Perhaps the best example of that which corresponds to my vision of
the ideal learning station is provided by the Fort Collins, Colorado
based National Technological University. The Chronicle of Higher
Education reported in its 15 July 1987 issue that the N.T.U.'s
consortium of 24 engineering schools uses satellite television and
videocassettes to present information to students nationwide.
Electronic mail messages through computers, similar to the
Electronic University procedures, to and from students and
instructors, as well as telephone, provide the individual one-
on-one consultation necessary for clarification and enrichment. For
cost effectiveness, more such instructional delivery systems should
be established. The N.T.U. president claims, "We have the data
showing that our students are doing as well or better than the
on-campus students in the same courses. The professors grade the
regular and off-campus students together, so we know our students
meet the same standards."

Will the general educational establishment be ready for it? Probably
not, if its past record is any indicator of future adaptability.
Indeed, the educational institution may have become officially
recognized as what it has been for many years, a museum.

A fitting summary of this chapter on technology are excerpts from an
article by D. Stuart Conger in the World Future Society publication,
1999: The World of Tomorrow.

     . . . an organization seldom concerns itself with inventing new
     procedural methods for the delivering of its services and
     objectives. Instead, it becomes consumed with developing
     methods of self maintenance . . .

     Therefore, most instrumental social inventions will expectedly
     be made outside the institutions in which they should be
     utilized. This is why we need social invention centers that are
     separate from service delivery institutions. . . A very
     interesting example is the College of Education that conducts
     research on teaching -- even on new methods -- but does not
     implement the new methods in its own institutions! . . . . .
     example: advantages of visual methods . . in recent decades a
     number of . films, etc. have been prepared as instructional
     aids . . some are literally never used . . University of the
     Air . . television camera takes you to the professor in front
     of the chalkboard and leaves you there without any of the
     instructional methods that can be used on television. . .
     Documentary television programs reviewing the history of
     nations provide a far superior method of teaching social
     studies than the common practice of memorizing dates of kings
     and queens. Yet the old practice continues. . .

     The invention of audiovisual means of instruction required its
     own institution (television) to be properly used in fulfilling
     its purpose. Many other instrumental social inventions are
     under- used or misused because they are prisoners of old social
     institutions. Examples: . . .

          1. Programmed instruction which is capable of teaching
          virtually all knowledge without the aid of teachers,
          classrooms or schools. . .

          6. Audiovisual-directed educational programs . .

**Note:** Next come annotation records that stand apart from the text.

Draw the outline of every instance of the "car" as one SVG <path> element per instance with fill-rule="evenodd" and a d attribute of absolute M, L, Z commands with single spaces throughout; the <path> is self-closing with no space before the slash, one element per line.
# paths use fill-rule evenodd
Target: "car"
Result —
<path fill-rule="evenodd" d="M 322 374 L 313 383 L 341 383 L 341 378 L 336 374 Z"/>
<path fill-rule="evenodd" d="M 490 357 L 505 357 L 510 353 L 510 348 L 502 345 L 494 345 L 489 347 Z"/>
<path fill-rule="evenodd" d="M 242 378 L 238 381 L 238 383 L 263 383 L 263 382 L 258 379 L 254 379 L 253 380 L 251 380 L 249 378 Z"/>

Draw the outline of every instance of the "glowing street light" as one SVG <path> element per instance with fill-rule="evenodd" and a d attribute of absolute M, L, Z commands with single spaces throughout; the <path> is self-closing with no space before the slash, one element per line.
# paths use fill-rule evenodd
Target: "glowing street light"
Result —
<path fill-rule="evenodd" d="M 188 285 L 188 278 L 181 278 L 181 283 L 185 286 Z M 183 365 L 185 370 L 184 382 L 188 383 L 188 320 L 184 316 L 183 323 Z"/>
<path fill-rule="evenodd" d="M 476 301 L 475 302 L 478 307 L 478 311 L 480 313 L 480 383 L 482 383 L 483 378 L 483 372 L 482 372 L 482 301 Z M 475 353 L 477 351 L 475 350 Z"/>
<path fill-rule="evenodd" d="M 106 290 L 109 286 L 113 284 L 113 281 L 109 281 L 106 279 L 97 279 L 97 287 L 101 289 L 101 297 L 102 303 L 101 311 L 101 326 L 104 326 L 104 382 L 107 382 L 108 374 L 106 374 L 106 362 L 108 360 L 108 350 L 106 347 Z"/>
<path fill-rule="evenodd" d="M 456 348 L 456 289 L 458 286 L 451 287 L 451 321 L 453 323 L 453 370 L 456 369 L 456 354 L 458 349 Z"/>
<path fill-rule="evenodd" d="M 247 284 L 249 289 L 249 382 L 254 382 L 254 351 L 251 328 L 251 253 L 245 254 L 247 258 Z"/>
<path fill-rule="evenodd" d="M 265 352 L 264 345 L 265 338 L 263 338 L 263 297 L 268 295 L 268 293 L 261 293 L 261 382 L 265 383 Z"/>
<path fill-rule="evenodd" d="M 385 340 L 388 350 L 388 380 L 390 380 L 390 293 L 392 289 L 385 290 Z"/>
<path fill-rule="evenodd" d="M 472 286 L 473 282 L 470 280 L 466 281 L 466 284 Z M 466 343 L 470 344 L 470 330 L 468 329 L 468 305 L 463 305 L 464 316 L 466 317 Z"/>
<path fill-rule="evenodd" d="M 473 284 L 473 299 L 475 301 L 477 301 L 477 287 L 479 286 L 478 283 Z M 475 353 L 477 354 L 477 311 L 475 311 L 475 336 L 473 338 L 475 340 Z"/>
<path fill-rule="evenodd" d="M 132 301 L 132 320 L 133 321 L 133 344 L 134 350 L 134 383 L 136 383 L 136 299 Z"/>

          7. Computer assisted instruction . .

     Each of these instrumental inventions has been only partially
     implemented . . . and demonstrates the difficulty of putting
     new wine in old bottles. . . .

     . . It has been said that it is easier to move a graveyard than
     to change a curriculum, . . There are too many vested interests
     to contend with. . .

     . . . programmed instruction might lead to the recognition that
     education can take place outside formal institutional
     structures . . . and does not require a stand-up teacher, . .
     programmed instruction does not require a class of students at
     all . . . All of these conditions are completely foreign to our
     present educational system, . . .

     . . . could be the alternative school for the student who can
     learn better by himself through programmed materials, books and
     other self teaching devices than he can in the traditional
     classroom . . .

Studies have shown that it takes about 50 years for a new
educational invention to come into use in half the schools.